1. The hinge — latency is a budget you spend by subtraction
The discipline this enforces is the one foundation lesson 14 calls optimisation-by-removal: you do not speed up a hop, you delete the hop. The cost of an operation in this regime is dominated by things that are invisible in normal service design — a kernel crossing, a cache line that lives on another core, a heap allocation that might trip the garbage collector. The architecture is whatever survives after you have subtracted all of those. That is why the right mental model for this page is a waterfall: start with the wall-clock you are allowed, subtract each unavoidable cost, and what remains is the slack you must protect.
2. Clarify the contract
Treat the prompt as a product contract before drawing boxes. The matching engine must:
- Minimise wire-to-wire order-entry latency — the time from the order's last bit arriving on the NIC to the acknowledgement's first bit leaving it.
- Match deterministically — identical input sequence ⇒ identical output, so the book can be replayed and audited (the C39 / DDIA Ch. 11 property).
- Have no unpredictable pauses — no GC, no page fault, no lock convoy on the hot path. This is the real spec; "fast" is downstream of it.
- Be durable for accepted orders — an acknowledged order must survive a process crash, without the journal sitting synchronously in the budget.
- Publish market data fast and in order.
What it explicitly need not do: be a general-purpose service, scale horizontally per book (one book = one writer — see §6), tolerate dynamic allocation in steady state, or use a rich RPC stack. Those are the very things we will subtract.
3. Put numbers on it — the latency budget table
This is the load-bearing calculation of the whole case. Take a target of <10 µs wire-to-wire for order entry (a credible "fast but not exotic" target; the lowest tier of houses push under 1 µs with FPGAs, which we treat as the extreme below). Now write down what each unavoidable mechanism costs, and subtract.

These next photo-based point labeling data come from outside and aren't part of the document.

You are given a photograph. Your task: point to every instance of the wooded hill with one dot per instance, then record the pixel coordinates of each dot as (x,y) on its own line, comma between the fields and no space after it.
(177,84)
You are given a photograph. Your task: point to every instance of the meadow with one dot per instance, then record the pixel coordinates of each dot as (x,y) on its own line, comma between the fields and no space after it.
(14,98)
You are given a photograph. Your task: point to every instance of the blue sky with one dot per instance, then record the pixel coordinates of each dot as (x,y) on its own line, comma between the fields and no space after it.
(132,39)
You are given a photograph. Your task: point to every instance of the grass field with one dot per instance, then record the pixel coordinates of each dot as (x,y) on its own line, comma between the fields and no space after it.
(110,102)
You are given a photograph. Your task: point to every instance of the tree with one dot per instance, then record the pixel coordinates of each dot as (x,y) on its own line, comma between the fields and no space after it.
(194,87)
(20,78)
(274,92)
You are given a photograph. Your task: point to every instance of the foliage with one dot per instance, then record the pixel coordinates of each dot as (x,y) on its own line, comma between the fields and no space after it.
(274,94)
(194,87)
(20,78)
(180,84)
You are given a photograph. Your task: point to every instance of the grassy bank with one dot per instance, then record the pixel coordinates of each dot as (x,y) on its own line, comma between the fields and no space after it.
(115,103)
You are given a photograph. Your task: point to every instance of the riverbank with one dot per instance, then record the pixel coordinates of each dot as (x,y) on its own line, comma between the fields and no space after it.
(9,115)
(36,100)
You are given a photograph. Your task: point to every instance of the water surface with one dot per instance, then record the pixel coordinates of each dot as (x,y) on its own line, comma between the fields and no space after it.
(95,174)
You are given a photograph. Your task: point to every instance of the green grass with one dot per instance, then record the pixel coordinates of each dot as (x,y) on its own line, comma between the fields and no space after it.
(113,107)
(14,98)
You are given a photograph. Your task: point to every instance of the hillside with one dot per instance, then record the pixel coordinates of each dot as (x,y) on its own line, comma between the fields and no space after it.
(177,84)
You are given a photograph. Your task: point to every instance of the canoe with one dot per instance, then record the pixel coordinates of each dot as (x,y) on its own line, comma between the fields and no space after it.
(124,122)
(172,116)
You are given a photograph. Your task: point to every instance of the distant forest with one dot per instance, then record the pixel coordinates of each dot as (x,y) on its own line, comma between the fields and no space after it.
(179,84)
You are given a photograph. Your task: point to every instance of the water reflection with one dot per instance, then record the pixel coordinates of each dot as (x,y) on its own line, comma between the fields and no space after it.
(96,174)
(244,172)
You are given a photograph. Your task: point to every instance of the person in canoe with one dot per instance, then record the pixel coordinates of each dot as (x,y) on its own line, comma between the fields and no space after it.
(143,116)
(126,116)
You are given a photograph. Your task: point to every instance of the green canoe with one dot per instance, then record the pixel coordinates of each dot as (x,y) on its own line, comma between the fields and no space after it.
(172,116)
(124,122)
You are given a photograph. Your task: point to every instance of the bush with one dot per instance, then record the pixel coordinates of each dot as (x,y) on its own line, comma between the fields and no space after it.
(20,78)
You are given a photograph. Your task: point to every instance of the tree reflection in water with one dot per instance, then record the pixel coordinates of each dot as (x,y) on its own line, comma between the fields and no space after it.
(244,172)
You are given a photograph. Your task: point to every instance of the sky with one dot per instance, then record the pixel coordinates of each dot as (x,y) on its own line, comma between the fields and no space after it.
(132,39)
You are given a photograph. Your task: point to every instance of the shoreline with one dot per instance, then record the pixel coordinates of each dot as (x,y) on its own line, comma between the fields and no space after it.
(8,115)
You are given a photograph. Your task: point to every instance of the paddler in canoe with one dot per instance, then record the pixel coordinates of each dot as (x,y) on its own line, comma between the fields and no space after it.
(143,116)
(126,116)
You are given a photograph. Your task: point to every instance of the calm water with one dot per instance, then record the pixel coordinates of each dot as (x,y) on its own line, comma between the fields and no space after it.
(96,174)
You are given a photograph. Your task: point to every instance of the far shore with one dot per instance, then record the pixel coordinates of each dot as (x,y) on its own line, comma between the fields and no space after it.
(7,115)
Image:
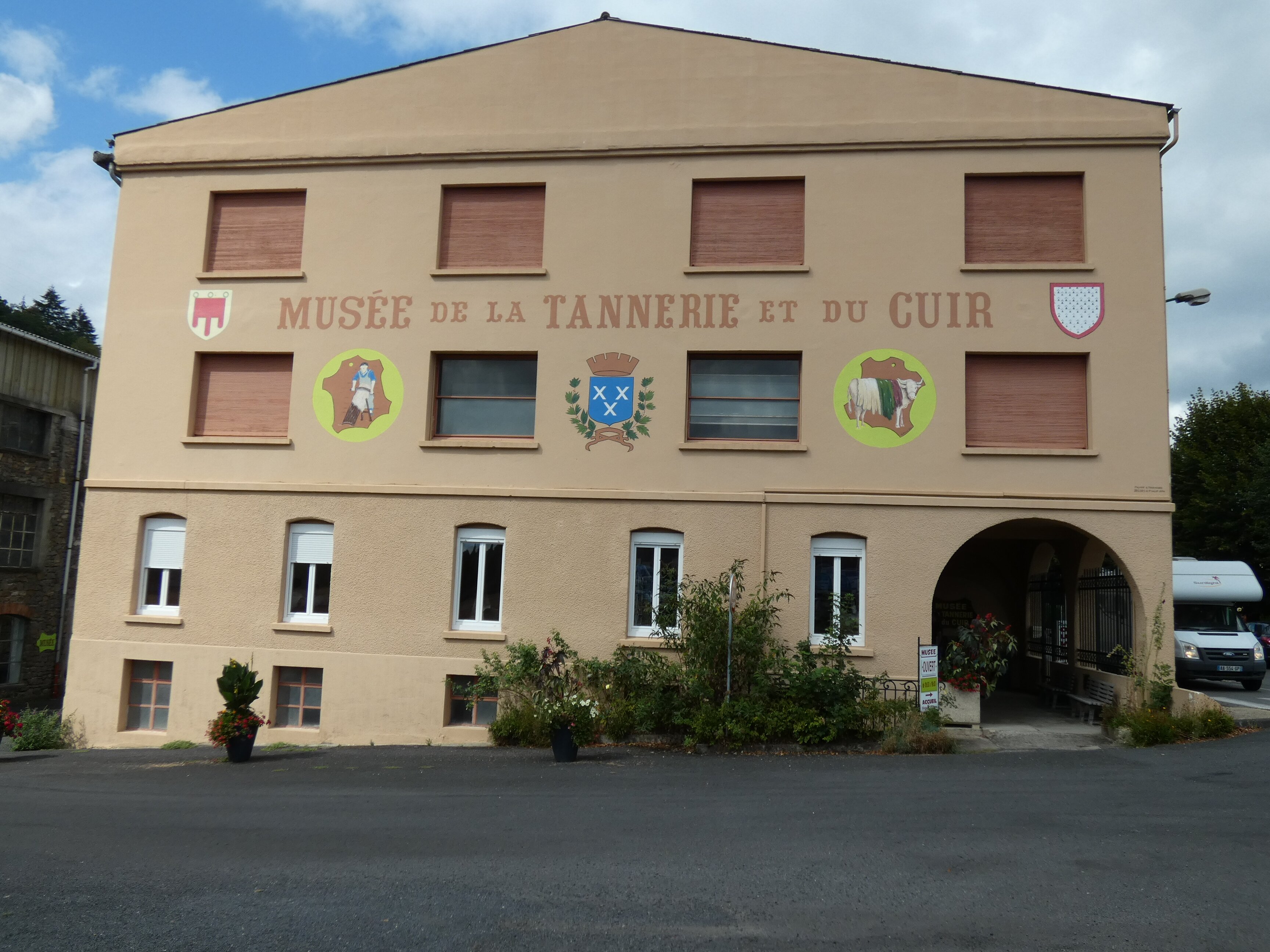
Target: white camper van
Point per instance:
(1209, 638)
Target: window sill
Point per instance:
(487, 272)
(770, 446)
(474, 637)
(479, 443)
(1030, 267)
(747, 270)
(238, 441)
(239, 276)
(857, 650)
(1025, 451)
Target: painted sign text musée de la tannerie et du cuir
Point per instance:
(379, 311)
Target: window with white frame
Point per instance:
(479, 579)
(657, 569)
(163, 556)
(837, 589)
(309, 556)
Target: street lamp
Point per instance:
(1197, 298)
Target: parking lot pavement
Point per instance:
(439, 848)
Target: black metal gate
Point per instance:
(1047, 613)
(1105, 607)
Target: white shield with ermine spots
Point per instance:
(1077, 309)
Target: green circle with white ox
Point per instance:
(885, 398)
(359, 395)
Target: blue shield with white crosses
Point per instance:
(613, 400)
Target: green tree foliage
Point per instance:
(50, 318)
(1221, 465)
(807, 695)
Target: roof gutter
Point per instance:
(77, 489)
(1173, 117)
(107, 162)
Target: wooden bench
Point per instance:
(1057, 687)
(1090, 704)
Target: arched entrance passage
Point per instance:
(1061, 589)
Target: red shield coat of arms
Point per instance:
(209, 313)
(1077, 309)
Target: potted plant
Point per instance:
(562, 701)
(236, 726)
(973, 663)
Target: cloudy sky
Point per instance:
(73, 73)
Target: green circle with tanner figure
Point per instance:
(359, 395)
(885, 398)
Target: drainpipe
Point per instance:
(1175, 120)
(70, 530)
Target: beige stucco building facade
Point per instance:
(981, 489)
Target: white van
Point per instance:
(1209, 638)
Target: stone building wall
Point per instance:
(35, 593)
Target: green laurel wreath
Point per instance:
(632, 428)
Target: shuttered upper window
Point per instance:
(254, 231)
(243, 395)
(1027, 400)
(1020, 219)
(492, 226)
(163, 558)
(757, 221)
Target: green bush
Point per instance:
(520, 725)
(810, 695)
(919, 734)
(1207, 724)
(42, 730)
(539, 690)
(1148, 728)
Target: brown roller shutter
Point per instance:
(257, 231)
(1027, 400)
(1020, 219)
(243, 395)
(492, 226)
(747, 223)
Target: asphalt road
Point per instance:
(434, 848)
(1233, 695)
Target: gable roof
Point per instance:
(611, 84)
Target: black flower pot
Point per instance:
(563, 747)
(239, 748)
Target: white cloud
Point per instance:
(56, 228)
(30, 55)
(26, 112)
(172, 94)
(102, 83)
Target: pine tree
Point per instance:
(49, 318)
(82, 328)
(54, 311)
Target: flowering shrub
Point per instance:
(42, 730)
(574, 711)
(233, 724)
(980, 656)
(240, 687)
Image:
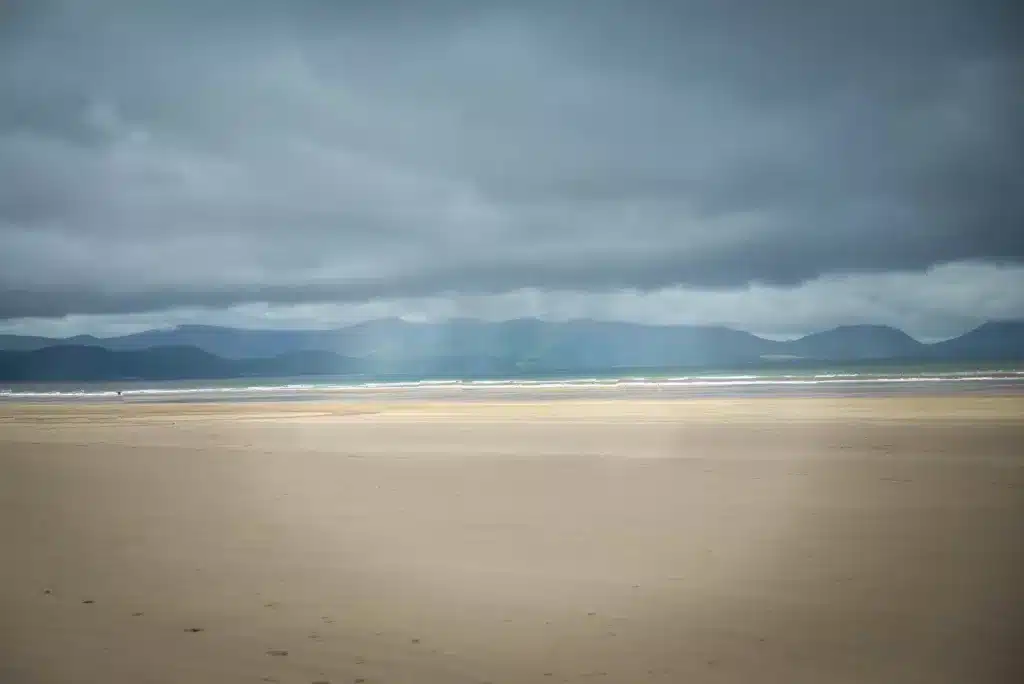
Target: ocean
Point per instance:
(824, 381)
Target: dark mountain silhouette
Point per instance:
(86, 364)
(998, 340)
(468, 347)
(857, 343)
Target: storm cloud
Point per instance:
(165, 155)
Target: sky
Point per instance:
(778, 167)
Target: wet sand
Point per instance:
(854, 540)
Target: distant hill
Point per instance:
(857, 343)
(467, 347)
(998, 340)
(87, 364)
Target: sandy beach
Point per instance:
(760, 540)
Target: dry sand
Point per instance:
(818, 541)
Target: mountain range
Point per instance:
(467, 348)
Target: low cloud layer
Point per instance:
(161, 157)
(936, 304)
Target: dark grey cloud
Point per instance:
(166, 155)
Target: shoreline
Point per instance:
(798, 540)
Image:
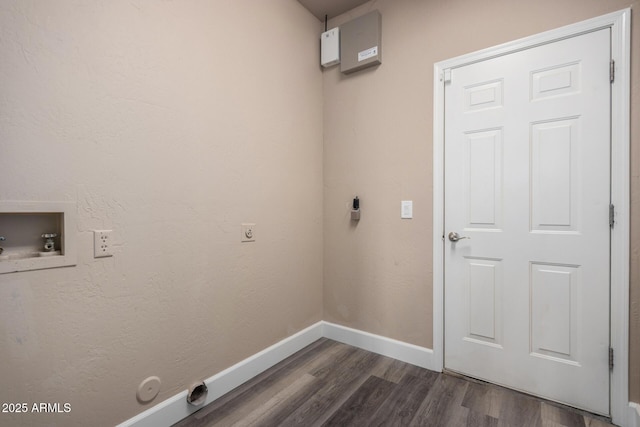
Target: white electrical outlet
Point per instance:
(102, 243)
(248, 232)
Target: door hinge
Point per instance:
(610, 358)
(612, 213)
(446, 76)
(612, 70)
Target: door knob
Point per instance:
(454, 237)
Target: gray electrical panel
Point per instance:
(361, 42)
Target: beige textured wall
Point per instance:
(170, 122)
(378, 133)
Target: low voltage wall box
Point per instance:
(361, 43)
(330, 47)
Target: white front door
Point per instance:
(527, 182)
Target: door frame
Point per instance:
(620, 24)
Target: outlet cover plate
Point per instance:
(102, 243)
(248, 232)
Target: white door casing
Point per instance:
(546, 279)
(527, 181)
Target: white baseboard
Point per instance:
(176, 407)
(634, 415)
(409, 353)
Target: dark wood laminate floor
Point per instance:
(334, 384)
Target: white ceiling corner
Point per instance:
(331, 8)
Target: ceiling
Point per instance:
(331, 8)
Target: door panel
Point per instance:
(527, 180)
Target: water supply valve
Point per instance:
(49, 244)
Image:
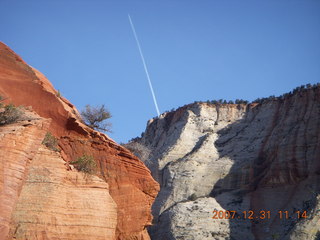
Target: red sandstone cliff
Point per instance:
(130, 184)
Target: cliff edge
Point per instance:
(258, 161)
(126, 211)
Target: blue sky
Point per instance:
(195, 50)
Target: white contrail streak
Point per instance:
(144, 65)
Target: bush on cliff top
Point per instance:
(95, 117)
(9, 114)
(51, 142)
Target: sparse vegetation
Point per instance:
(85, 164)
(9, 114)
(51, 142)
(95, 117)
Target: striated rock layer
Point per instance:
(258, 157)
(130, 183)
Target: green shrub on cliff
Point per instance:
(51, 142)
(95, 117)
(9, 114)
(85, 164)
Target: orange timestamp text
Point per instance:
(250, 214)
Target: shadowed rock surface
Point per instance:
(257, 157)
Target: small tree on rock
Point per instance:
(95, 117)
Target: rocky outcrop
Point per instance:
(130, 183)
(43, 198)
(234, 157)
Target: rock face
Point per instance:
(42, 197)
(228, 157)
(126, 178)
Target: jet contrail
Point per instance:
(144, 65)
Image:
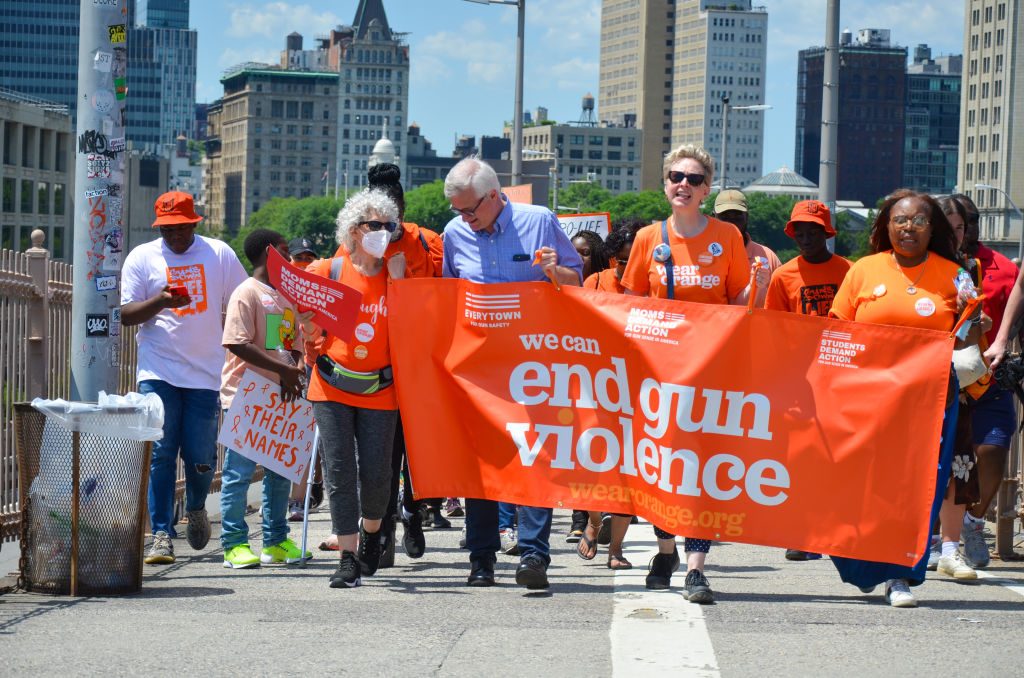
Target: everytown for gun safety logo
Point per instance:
(838, 350)
(492, 310)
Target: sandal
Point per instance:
(587, 548)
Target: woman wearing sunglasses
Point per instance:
(691, 257)
(352, 390)
(911, 280)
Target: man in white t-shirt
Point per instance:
(176, 288)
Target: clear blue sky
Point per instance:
(463, 53)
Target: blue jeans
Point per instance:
(481, 531)
(236, 476)
(189, 426)
(506, 515)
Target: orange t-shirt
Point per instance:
(604, 281)
(370, 348)
(420, 261)
(711, 267)
(875, 291)
(802, 287)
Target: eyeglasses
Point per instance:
(377, 225)
(918, 222)
(468, 213)
(692, 179)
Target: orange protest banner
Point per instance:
(522, 193)
(767, 428)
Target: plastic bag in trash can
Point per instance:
(133, 416)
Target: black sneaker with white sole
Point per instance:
(347, 575)
(371, 547)
(697, 589)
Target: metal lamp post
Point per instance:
(517, 116)
(554, 157)
(1020, 242)
(725, 132)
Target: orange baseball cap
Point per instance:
(174, 208)
(811, 211)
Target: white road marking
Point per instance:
(1013, 585)
(656, 633)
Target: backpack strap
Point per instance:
(669, 278)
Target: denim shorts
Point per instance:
(994, 418)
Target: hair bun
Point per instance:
(383, 175)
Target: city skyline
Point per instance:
(465, 50)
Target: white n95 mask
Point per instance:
(375, 243)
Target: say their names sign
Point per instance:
(335, 304)
(261, 426)
(599, 222)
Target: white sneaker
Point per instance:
(898, 594)
(954, 566)
(934, 553)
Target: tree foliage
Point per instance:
(293, 217)
(427, 206)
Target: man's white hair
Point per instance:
(471, 173)
(357, 209)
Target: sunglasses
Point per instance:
(377, 225)
(692, 179)
(471, 212)
(919, 222)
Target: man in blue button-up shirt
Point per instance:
(494, 240)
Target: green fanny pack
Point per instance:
(360, 383)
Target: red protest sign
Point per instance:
(335, 305)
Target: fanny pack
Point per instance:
(360, 383)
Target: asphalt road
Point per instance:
(771, 618)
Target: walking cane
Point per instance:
(309, 489)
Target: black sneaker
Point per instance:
(439, 521)
(579, 524)
(371, 545)
(697, 589)
(532, 574)
(413, 541)
(387, 550)
(659, 571)
(347, 575)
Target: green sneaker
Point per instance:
(240, 557)
(286, 552)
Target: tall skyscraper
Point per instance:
(272, 135)
(667, 66)
(161, 101)
(373, 94)
(933, 102)
(991, 135)
(39, 57)
(39, 49)
(872, 74)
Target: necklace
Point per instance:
(911, 287)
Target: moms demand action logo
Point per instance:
(492, 310)
(838, 350)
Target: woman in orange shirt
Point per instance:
(352, 390)
(690, 257)
(909, 281)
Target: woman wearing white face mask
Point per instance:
(352, 390)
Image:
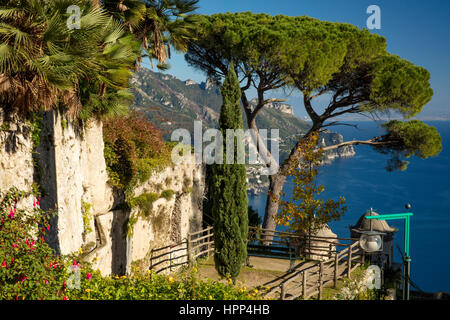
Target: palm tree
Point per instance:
(43, 63)
(156, 24)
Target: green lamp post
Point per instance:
(407, 259)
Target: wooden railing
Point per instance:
(303, 283)
(310, 281)
(197, 244)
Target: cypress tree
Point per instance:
(227, 187)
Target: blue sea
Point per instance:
(365, 184)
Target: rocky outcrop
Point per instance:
(257, 183)
(68, 163)
(328, 138)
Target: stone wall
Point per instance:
(69, 165)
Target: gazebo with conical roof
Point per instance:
(364, 225)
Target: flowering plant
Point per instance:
(29, 269)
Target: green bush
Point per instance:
(29, 268)
(167, 194)
(151, 286)
(134, 149)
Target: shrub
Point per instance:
(144, 202)
(134, 148)
(167, 194)
(29, 268)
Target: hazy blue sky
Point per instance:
(417, 30)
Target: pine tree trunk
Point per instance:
(276, 183)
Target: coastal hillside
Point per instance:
(171, 103)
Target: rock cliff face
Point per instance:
(69, 165)
(329, 138)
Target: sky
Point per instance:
(417, 30)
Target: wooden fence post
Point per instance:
(283, 292)
(349, 262)
(189, 250)
(151, 259)
(320, 279)
(305, 278)
(336, 266)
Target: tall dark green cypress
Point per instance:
(227, 188)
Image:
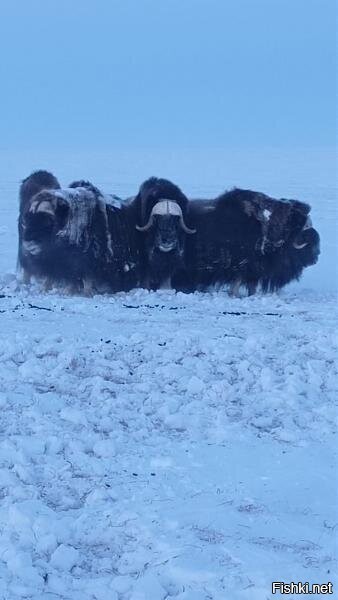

| Mechanism on the path | Typical cost | Verdict / what you do about it |
|---|---|---|
| NIC → kernel network stack → userspace (normal sockets) | ~10 µs each way | Catastrophic — it alone blows the whole budget. Subtract it: kernel bypass. |
| Kernel bypass (DPDK / Solarflare / Onload, NIC DMA straight to userspace) | ~1 µs each way | The replacement for the row above. This is the single largest saving you make. |
| Cross-core / cross-NUMA cache miss (data owned by another core's cache) | ~100 ns (≈0.1 µs) | Per hop. Pin the book to one core; keep its hot state in that core's L1/L2 (single-writer, §6). |
| Lock contention (uncontended CAS is ~tens of ns; a contended lock that parks) | hundreds of ns → µs+ if it sleeps | Subtract entirely: no locks on the hot path. One writer per book means nothing to contend. |
| Main-memory access (last-level cache miss to DRAM) | ~100 ns | Preallocate and keep the working set resident; never fault in pages on the hot path. |
| GC pause (managed runtime stop-the-world) | ~milliseconds | 1000× over budget. Not a tax — a cliff. Either no allocation on the path, or no managed runtime (§6). |
Now sum the budget by subtraction from the 10 µs target, one direction (inbound):
10 µs target − 1 µs (NIC bypass in) − ~0.5 µs (parse binary msg, risk check) − ~0.2 µs (sequencer) − ~0.3 µs (match: a few cache-resident lookups + book update) − ~0.5 µs (encode + journal handoff) − 1 µs (NIC bypass out) ≈ 3.5 µs spent, ≈ 6.5 µs of slack.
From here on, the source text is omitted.